首頁 鄉關崢嶸

從小河上靜靜淌過的木板小橋

1982年的太陽火辣辣地照著白花花的河水,照著平坦但布滿白花花鵝卵石的河灘,也照著我們白花花的屁股。在那些個不知羞恥的年齡,一到夏天,我們就脫光了衣服,光著白花花的身子撲進白花花的河中,撲騰出一河白花花的水花,讓暑假的快樂與河水一起白花花地歡騰飛濺。

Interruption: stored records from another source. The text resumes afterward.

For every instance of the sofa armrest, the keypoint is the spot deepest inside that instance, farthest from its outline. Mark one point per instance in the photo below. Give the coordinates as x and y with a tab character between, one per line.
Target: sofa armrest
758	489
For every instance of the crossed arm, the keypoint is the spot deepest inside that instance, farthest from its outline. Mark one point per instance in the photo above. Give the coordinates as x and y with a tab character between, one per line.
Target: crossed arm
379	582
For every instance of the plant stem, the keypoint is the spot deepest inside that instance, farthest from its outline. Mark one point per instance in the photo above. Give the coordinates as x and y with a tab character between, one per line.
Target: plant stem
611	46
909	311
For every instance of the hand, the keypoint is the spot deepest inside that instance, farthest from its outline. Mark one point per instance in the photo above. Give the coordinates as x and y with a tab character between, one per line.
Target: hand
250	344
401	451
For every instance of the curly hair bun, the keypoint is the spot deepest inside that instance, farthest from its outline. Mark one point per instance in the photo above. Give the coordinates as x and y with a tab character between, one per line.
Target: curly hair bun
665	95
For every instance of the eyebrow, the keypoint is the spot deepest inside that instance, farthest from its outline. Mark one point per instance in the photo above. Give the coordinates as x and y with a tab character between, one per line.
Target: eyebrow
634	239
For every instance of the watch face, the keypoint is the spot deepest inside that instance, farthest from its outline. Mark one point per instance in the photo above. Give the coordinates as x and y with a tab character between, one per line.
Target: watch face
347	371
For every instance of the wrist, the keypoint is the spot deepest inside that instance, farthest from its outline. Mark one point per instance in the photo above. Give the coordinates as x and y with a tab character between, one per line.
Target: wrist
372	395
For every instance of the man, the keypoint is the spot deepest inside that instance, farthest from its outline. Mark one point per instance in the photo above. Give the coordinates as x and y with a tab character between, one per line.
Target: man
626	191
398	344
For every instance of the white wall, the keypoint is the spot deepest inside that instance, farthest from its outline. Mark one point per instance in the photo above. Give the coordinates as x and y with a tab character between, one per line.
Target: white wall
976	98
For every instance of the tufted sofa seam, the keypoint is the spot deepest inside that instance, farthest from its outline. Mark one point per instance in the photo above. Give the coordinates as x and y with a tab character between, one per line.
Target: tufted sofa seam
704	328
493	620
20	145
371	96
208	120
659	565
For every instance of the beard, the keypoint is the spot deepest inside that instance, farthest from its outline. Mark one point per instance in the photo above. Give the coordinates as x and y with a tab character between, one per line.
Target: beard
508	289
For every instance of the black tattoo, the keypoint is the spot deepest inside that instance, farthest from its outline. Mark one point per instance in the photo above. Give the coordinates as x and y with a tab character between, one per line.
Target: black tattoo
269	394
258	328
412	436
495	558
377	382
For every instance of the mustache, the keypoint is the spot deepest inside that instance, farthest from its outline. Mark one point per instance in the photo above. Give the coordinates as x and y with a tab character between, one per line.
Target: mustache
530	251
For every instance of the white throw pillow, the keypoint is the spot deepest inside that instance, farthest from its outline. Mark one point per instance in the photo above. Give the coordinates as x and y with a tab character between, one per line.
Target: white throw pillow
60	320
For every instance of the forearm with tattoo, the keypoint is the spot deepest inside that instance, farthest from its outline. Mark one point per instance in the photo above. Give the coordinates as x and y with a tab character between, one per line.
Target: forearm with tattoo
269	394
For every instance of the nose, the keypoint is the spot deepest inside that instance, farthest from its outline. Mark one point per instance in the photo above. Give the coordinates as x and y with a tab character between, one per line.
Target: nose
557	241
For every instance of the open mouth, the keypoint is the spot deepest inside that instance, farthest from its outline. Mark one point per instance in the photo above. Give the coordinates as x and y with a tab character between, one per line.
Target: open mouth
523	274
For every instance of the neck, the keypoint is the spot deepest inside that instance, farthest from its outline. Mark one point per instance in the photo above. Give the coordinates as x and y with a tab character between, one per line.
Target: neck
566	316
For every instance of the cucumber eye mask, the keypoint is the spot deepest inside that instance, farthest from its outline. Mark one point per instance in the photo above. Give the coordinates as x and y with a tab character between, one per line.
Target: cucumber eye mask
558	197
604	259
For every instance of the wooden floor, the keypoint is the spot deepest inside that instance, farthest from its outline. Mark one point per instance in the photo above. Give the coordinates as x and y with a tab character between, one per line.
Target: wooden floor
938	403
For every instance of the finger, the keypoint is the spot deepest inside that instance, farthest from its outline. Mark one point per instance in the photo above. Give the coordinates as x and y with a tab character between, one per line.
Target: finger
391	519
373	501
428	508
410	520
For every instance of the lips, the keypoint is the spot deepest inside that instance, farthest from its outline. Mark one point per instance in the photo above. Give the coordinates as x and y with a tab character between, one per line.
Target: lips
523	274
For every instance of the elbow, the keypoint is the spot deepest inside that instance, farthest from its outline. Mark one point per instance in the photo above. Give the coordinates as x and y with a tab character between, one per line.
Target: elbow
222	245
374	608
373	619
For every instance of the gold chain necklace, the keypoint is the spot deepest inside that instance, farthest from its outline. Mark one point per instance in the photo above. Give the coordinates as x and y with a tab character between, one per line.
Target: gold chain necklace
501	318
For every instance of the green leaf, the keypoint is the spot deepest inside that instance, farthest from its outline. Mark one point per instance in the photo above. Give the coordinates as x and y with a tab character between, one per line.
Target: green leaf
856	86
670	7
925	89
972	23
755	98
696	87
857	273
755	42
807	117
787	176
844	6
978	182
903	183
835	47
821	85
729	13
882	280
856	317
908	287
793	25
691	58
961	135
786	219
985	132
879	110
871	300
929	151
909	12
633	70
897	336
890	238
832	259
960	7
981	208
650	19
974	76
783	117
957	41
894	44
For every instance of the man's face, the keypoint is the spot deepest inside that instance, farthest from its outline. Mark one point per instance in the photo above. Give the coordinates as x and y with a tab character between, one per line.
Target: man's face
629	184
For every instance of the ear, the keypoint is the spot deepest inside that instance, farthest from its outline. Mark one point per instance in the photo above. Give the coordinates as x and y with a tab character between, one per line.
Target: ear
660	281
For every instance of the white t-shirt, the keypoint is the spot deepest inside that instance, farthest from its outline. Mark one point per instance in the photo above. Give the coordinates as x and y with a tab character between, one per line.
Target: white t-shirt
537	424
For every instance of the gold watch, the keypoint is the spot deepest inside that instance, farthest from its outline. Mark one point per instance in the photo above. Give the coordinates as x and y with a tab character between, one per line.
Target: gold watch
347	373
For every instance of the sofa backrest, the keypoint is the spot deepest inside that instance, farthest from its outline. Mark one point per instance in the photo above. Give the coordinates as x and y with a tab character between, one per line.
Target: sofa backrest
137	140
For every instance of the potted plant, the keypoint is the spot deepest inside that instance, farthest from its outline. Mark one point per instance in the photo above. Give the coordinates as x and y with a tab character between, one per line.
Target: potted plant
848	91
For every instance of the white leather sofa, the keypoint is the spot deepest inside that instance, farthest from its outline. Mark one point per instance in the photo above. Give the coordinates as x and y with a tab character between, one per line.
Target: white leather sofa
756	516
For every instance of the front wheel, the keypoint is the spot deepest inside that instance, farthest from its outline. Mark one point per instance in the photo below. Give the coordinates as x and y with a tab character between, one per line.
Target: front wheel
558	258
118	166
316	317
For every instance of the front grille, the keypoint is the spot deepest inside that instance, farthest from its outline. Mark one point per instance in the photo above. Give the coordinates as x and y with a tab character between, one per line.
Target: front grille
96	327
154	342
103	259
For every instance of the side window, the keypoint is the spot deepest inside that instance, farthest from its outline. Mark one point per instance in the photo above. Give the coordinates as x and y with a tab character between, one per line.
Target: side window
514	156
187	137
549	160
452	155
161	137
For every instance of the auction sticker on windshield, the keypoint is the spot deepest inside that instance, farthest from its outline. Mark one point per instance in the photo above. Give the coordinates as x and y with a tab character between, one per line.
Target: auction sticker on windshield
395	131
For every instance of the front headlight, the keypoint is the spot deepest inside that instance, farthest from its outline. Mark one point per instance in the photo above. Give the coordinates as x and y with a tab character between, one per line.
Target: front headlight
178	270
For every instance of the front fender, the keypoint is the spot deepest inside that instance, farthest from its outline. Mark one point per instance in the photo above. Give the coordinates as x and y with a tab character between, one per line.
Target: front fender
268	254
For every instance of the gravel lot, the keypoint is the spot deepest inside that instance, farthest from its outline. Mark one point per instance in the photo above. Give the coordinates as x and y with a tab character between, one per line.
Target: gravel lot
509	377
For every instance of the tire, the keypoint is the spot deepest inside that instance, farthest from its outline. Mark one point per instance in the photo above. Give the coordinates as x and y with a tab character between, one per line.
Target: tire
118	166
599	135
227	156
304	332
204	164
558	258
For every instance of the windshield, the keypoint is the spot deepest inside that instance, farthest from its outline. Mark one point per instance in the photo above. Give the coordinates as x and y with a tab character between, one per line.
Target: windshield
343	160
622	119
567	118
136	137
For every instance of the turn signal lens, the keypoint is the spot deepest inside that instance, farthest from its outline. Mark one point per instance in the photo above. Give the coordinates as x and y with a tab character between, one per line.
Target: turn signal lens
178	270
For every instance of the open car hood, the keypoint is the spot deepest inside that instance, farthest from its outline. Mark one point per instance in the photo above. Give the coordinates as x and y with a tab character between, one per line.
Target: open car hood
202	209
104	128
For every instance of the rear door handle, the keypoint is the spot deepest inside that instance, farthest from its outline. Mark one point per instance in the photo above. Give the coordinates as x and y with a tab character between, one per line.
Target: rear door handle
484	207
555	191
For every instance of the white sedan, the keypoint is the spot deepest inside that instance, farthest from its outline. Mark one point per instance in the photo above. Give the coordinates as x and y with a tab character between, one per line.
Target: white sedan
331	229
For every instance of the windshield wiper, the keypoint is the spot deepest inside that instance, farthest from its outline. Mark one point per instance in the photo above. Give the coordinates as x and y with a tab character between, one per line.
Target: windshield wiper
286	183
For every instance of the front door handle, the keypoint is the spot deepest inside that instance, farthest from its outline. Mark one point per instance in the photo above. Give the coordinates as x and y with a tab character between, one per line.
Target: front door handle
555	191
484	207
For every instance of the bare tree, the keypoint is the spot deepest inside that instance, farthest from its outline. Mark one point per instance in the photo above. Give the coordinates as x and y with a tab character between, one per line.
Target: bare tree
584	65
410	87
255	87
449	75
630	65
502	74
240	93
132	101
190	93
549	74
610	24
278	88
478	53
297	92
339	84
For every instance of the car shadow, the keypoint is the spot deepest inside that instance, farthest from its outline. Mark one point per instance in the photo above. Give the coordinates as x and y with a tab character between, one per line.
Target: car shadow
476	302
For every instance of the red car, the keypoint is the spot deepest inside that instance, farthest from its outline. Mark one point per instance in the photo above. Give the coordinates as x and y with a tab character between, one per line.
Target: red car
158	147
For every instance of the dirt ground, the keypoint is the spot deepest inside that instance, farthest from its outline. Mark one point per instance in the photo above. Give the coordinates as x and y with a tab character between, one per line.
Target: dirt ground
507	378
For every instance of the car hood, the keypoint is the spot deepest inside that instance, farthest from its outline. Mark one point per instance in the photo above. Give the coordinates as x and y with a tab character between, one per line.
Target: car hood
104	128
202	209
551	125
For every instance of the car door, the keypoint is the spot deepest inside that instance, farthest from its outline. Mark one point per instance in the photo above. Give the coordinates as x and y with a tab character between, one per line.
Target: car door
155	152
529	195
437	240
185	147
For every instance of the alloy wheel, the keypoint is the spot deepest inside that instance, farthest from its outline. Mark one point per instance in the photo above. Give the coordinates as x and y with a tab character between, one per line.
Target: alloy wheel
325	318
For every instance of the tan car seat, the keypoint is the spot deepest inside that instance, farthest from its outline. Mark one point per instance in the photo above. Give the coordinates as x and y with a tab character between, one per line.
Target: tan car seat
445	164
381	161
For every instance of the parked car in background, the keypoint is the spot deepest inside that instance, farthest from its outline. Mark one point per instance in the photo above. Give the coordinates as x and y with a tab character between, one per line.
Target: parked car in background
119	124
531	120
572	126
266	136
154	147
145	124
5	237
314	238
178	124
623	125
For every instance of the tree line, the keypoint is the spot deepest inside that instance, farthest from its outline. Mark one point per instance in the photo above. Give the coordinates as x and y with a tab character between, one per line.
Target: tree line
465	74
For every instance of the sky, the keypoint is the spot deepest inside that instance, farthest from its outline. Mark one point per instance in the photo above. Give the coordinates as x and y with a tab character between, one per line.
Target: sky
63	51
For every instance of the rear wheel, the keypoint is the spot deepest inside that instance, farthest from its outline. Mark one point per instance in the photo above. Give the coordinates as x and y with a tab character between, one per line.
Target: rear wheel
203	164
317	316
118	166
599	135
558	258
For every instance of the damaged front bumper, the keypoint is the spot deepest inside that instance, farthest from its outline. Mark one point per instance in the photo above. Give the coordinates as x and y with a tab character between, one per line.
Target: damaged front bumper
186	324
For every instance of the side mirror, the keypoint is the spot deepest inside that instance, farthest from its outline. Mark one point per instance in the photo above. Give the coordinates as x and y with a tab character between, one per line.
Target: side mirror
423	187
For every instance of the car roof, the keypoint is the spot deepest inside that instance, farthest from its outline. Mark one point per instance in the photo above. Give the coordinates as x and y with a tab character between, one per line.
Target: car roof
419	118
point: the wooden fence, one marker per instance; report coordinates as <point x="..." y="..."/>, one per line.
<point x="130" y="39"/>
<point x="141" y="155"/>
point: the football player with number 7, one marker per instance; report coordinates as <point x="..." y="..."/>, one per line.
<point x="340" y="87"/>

蜿蜒的河水在小鎮和村莊之間平靜地流淌,少小的金色時光在小河中悄悄地蜿蜒。

這是一條並不寬闊但卻曆史淵源流長的小河。“關關雎鳩,在河之洲”裏的“雎”,就是這條沮水的朦朧剪影。千百年之後,朦朧的沮水在我眼裏變得真實而清楚,從山澗奔湧而來,在這裏鋪展開來,流淌在夏天熱辣辣的河**,絲毫不為炎熱所動,像性情平和的父親,不溫不火,默默而緩緩地流淌。多年後的舊年,為寫一位堅守基層指導村民種植煙葉的煙站站長,友人太學約了我,探訪過這條河的源頭。那天,山風溫柔,櫻桃火紅,五月的太陽明亮而不火辣,恰到好處地給我們送上了溫暖和光明。在歇馬鎮油山村連綿起伏的群峰裏,一股清冽的泉水從一個看不清深度的幽暗小山洞裏汩汩而出,帶著幾分山裏人的靦腆和倔強,以及隱士般的清逸與灑脫,傾泄而出,輕輕地流到我們腳邊,清澈,明淨,動感而神秘。我嚐了嚐,入喉清涼甘冽,一時夢回情轉,仿佛回到兒時。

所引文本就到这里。